Ророноа Зоро в глубине души всегда знал, что султан не будет принадлежать ему. Окруженный десятками добрых соседей, мечтающих породниться с богатым государством, сотней хитрых дельцов, жаждущих подластиться к султану, подарив одалиску, от красоты которой не оторвать взора. Просто Зоро хотел, чтобы хоть немного, хотя бы еще сколько отмерит бог дней после вступления не султана, а просто Санджи, которого он знал с детства, в брачный возраст, вечера юноши после восхода первой звезды принадлежали Зоро и только Зоро. Не навсегда, но — сколько Зоро сможет украсть у безжалостной судьбы, сколько лживых причин он изобретет, сколько силы у него хватит. И не понятно, то ли так невероятно могуч был Ророноа Зоро, то ли такова была сила безнадежной его любви к султану, но это легко удавалось ему на протяжении тысячи ночей.
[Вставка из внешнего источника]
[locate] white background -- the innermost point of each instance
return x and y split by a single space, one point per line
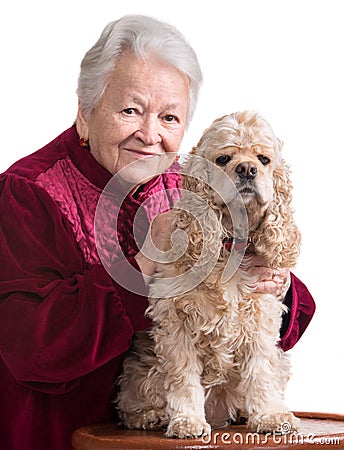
282 58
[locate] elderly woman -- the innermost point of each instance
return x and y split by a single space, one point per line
65 323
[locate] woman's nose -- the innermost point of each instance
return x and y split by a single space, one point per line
149 131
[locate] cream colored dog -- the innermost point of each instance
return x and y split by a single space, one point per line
212 354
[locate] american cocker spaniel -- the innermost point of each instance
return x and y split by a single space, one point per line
212 355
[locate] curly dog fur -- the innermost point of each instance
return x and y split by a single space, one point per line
212 354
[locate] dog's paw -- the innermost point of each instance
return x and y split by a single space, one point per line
153 419
187 427
278 423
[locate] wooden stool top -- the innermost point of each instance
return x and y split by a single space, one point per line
316 429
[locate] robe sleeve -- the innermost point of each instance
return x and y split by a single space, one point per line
301 310
59 318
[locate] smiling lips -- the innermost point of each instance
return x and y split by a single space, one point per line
140 153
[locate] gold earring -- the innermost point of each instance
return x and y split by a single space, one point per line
84 142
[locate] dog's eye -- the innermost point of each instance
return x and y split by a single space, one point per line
264 160
223 160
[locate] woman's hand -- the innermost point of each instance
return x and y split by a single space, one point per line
270 281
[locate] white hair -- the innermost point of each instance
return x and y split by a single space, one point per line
143 36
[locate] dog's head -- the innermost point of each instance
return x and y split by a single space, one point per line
243 146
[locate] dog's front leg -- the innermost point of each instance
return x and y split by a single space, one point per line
264 368
185 394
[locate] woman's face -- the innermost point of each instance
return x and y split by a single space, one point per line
141 117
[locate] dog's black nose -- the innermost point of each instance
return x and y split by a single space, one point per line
246 170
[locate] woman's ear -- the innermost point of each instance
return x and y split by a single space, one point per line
82 124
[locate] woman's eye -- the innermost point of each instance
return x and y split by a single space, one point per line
129 111
223 160
264 160
170 118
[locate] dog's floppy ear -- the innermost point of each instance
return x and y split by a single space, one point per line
278 239
197 217
196 174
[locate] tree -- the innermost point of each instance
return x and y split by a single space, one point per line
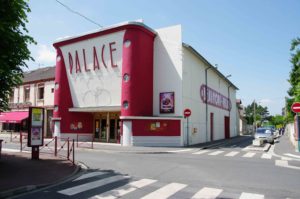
294 91
261 113
14 43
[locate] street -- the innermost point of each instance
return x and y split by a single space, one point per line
231 170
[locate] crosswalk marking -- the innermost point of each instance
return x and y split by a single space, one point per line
249 155
91 185
165 191
216 153
266 156
201 152
251 196
232 153
89 175
207 192
121 191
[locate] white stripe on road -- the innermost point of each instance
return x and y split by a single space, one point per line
121 191
207 192
180 150
266 156
89 175
251 196
249 155
91 185
216 153
232 153
165 191
201 152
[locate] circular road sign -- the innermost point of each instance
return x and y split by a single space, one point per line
296 107
187 112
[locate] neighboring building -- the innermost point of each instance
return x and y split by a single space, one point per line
131 84
36 90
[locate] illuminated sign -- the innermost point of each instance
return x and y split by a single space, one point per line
214 98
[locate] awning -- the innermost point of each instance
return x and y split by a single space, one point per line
13 117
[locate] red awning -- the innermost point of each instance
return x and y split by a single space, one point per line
13 117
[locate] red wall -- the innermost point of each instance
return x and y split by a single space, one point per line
167 128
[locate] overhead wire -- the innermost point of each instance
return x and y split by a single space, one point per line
78 13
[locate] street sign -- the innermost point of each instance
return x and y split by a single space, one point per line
187 112
296 107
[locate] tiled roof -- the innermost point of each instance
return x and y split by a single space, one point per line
39 74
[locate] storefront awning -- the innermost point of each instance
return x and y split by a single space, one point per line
13 117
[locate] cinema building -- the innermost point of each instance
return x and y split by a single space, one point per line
131 84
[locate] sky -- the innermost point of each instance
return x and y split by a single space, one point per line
249 40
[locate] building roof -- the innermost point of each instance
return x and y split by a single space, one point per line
46 73
191 49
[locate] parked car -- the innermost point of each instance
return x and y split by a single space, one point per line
266 134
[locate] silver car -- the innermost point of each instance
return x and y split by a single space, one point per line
265 134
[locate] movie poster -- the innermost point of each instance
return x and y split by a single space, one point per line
167 102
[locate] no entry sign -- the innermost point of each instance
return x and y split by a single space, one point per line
296 107
187 112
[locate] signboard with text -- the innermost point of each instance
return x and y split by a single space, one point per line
36 127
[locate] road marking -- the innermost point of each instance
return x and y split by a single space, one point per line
232 153
91 185
266 156
216 153
201 152
292 155
208 193
251 196
165 191
249 155
89 175
121 191
180 151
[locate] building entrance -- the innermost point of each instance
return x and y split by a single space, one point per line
107 127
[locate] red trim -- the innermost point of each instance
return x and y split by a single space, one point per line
105 32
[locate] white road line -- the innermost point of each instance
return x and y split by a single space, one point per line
251 196
201 152
91 185
266 156
89 175
216 153
292 155
180 150
165 191
232 153
121 191
249 155
207 193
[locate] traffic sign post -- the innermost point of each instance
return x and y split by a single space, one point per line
187 113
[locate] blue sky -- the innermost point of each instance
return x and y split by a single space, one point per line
248 39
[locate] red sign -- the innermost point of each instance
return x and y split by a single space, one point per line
296 107
187 112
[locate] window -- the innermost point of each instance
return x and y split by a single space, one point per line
41 92
26 94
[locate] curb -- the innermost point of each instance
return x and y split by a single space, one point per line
29 188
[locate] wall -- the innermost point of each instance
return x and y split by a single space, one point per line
168 68
193 78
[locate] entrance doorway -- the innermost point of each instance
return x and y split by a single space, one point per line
107 127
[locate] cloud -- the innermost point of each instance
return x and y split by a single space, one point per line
46 55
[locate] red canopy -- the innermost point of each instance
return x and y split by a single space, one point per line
13 117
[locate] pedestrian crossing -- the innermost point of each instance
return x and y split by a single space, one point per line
93 183
242 154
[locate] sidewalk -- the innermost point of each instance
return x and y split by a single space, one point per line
18 173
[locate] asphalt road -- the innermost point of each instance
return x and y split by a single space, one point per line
226 171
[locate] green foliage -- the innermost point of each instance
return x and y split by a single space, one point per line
261 113
13 46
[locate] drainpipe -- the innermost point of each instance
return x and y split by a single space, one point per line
206 105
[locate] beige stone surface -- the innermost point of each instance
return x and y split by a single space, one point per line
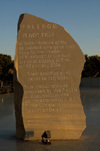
48 66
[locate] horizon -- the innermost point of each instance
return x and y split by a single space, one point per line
79 18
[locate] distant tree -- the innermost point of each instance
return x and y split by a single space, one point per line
91 66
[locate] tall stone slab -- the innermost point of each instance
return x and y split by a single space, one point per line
48 66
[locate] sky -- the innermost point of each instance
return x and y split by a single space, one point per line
81 18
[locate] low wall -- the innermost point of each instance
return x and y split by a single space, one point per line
90 82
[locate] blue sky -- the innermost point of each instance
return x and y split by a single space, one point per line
81 18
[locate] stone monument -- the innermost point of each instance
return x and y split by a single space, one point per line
48 66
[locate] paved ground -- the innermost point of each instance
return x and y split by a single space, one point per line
89 141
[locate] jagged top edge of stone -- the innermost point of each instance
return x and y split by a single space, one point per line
21 17
26 14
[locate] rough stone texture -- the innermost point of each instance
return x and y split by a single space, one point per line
48 66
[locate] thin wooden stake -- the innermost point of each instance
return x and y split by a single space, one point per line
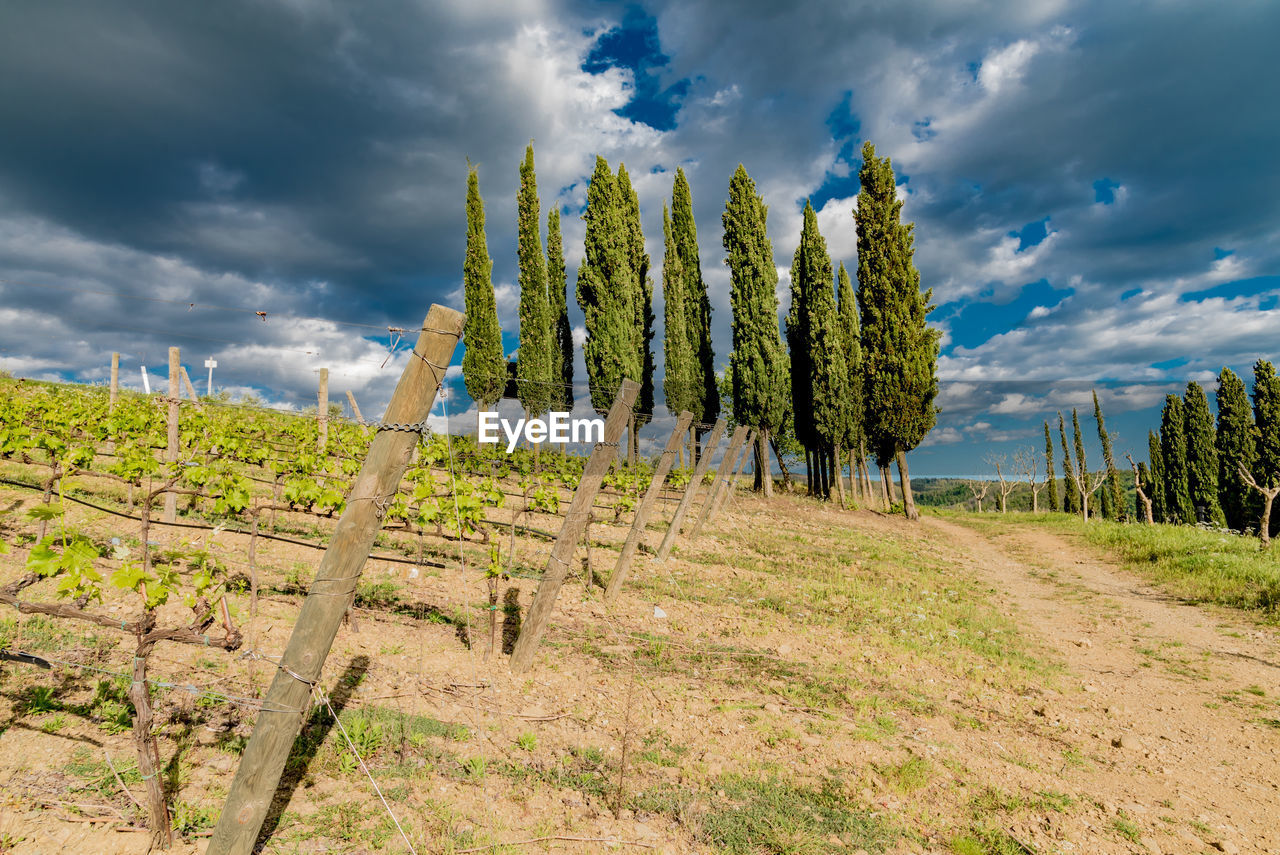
691 490
323 411
191 389
748 448
355 407
571 530
287 700
170 499
647 503
115 382
735 443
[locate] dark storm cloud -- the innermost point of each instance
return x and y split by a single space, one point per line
309 158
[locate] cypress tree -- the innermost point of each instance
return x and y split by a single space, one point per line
704 402
1082 466
1112 504
899 347
639 260
1144 476
758 360
676 353
607 293
1050 478
1201 457
1156 478
818 334
1237 447
562 334
1266 419
1070 495
534 359
850 335
484 366
800 350
1173 451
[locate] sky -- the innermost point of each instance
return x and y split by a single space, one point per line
1091 183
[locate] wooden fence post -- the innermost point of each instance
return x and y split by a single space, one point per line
727 462
691 490
287 700
191 389
355 407
115 382
571 530
323 411
752 434
650 498
170 456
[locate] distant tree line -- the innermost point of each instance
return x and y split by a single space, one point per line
855 374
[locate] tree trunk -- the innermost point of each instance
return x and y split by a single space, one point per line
1265 524
905 479
766 472
782 465
840 476
147 751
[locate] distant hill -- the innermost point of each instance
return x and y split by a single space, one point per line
954 493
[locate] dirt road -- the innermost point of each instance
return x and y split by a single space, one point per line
1179 700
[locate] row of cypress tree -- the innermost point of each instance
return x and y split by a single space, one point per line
1225 474
1078 483
856 374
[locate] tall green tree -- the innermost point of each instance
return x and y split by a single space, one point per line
851 335
698 305
1266 419
1082 467
1156 478
1237 447
1070 494
677 355
607 292
484 366
534 359
1114 506
1173 452
758 360
639 260
814 338
800 347
1050 478
562 333
899 347
1201 457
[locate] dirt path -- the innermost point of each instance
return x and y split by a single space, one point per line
1179 700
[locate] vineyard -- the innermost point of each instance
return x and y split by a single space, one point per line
161 521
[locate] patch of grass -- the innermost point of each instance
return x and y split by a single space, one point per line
908 776
776 817
1196 565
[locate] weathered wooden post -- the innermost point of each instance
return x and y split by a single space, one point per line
650 498
191 389
732 479
323 411
170 456
571 530
691 490
115 382
333 589
727 462
355 407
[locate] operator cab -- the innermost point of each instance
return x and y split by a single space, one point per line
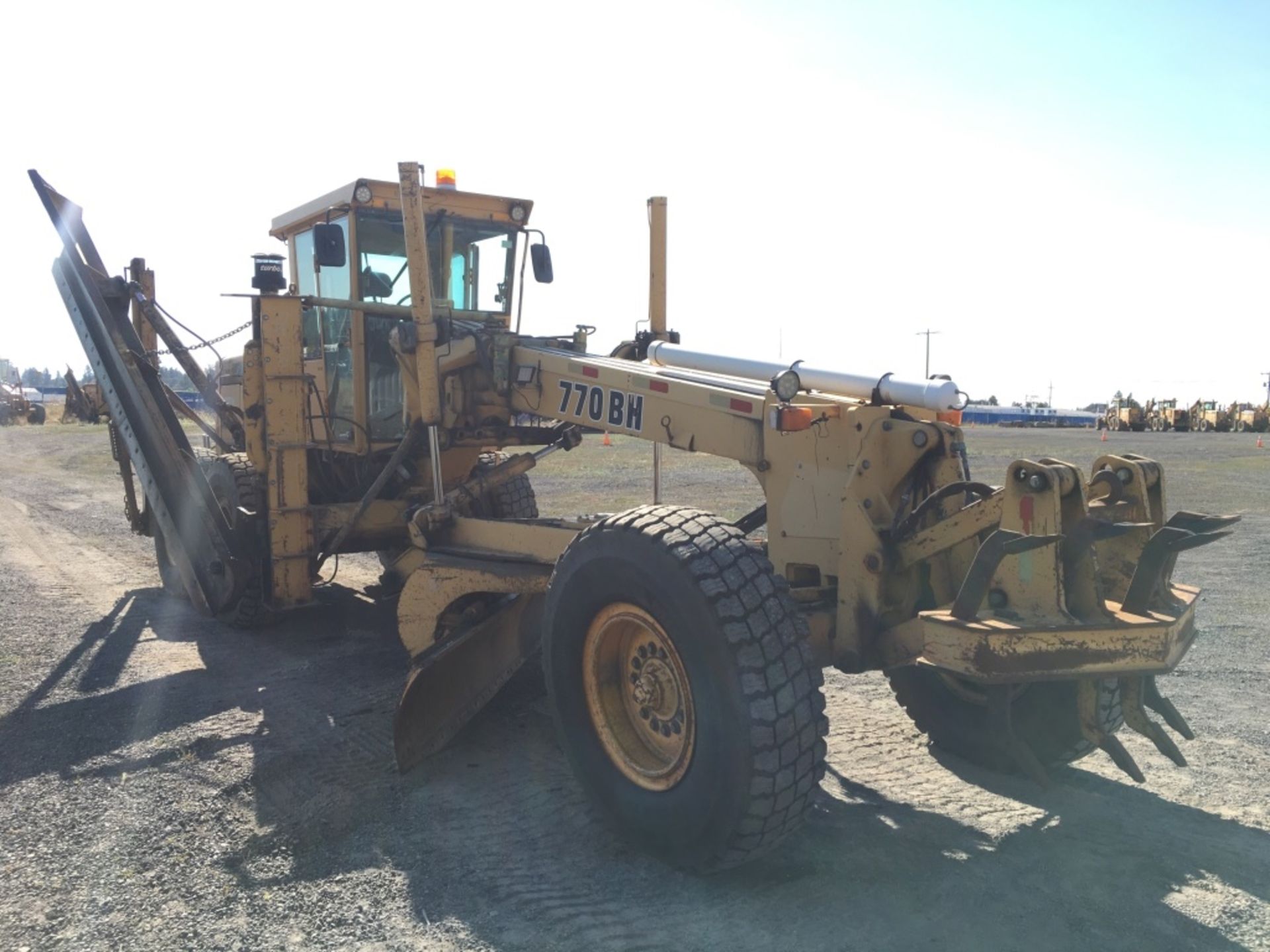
349 245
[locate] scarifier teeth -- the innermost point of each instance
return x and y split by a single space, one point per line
1122 758
1087 710
1025 760
1156 565
1164 707
1132 691
996 547
1198 522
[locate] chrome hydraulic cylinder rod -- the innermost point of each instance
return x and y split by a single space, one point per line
931 394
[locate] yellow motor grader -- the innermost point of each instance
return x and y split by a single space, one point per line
389 403
1166 415
1124 415
1250 418
1210 416
16 408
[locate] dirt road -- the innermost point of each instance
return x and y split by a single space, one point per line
167 782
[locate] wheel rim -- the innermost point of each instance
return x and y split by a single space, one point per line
639 696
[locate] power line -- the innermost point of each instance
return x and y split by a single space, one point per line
927 334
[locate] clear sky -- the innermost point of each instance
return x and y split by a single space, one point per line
1072 193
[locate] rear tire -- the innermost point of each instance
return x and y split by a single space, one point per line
1044 715
755 709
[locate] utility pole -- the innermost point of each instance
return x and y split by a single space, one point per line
927 333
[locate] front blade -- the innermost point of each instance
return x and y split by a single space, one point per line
450 683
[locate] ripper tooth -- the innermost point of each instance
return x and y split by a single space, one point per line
1134 716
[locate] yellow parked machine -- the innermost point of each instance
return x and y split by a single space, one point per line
1166 415
380 397
16 408
84 401
1124 415
1209 416
1250 418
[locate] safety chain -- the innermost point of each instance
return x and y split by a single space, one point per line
226 335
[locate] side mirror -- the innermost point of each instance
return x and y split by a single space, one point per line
541 258
329 245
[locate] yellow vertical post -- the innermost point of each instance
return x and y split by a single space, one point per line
253 405
425 401
286 446
657 267
657 303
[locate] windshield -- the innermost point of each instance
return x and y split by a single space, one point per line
472 262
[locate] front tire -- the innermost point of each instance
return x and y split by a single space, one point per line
730 771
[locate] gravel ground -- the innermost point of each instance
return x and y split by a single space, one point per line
167 782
Пока рок не настиг его перед тысяча первой ночью, что он намеревался провести за ужином с тем, кого любил.

Ророноа Зоро не был жаден, не желал даже мимолетного страдания тому, от кого с юношества, раз взглянув по иному, не как мужчина смотрит на друга, а как на возлюбленного, не мог отвести взгляда. Потому, зная, как сильны яды змей из Амазон Лили, и что он может не пережить эту ночь, отсылал от себя Санджи в гарем, чтобы тот наконец окунулся в мир ранее недоступных ему, и не интересных Зоро наслаждений.

— Иди в гарем… там безопаснее сейчас… мне так будет спокойнее, — проговорил Зоро еще раз и не шелохнувшемуся Санджи.

— Заткнись, травоголовое наказание для отца и матери. Ничего с тобой не станется. Чоппер — лучший лекарь всех королевств. Я посижу с тобой эту ночь.

И Санджи сел на жесткий пол небогатого жилища, лишь крепче сжав руку Зоро. Каждый раз он направлялся в сераль не за тем, чтобы встретить наложниц, а ради того, чтобы на середине пути его ожег и почти приковал к месту ревнивый взгляд жадных зеленых глаз Зоро. Так страстно не дозволяющего ему даже взглянуть на одалисок, так крепко хватавшего и уволакивающего обратно в султанские покои. Но всегда целомудренно оставлявшего посреди комнаты, так ни разу за тысячу ночей и не бросившего султана в середину его устланного шелковыми подушками ложа.

— Упрямый ишак, — прошептал султан, наклонился и коснулся наконец сам губами губ Зоро. Тот не смел дернуться и сбросить с себя по медицински точно разложенные целебные камни. И потому — недвижимо принял поцелуй. — Ты скорее околеешь, чем хоть раз назовешь мне настоящую причину, почему мне нельзя в сераль. Привык за тысячу ночей и думаешь, что можешь командовать, где мне быть. Будто это правда ты решаешь.

Султан Санджи провел у ложа больного не смыкая глаз всю ночь. Потому что правда — кто может приказывать великому и непокорному султану на протяжении тысячи ночей, кроме его собственного сердца?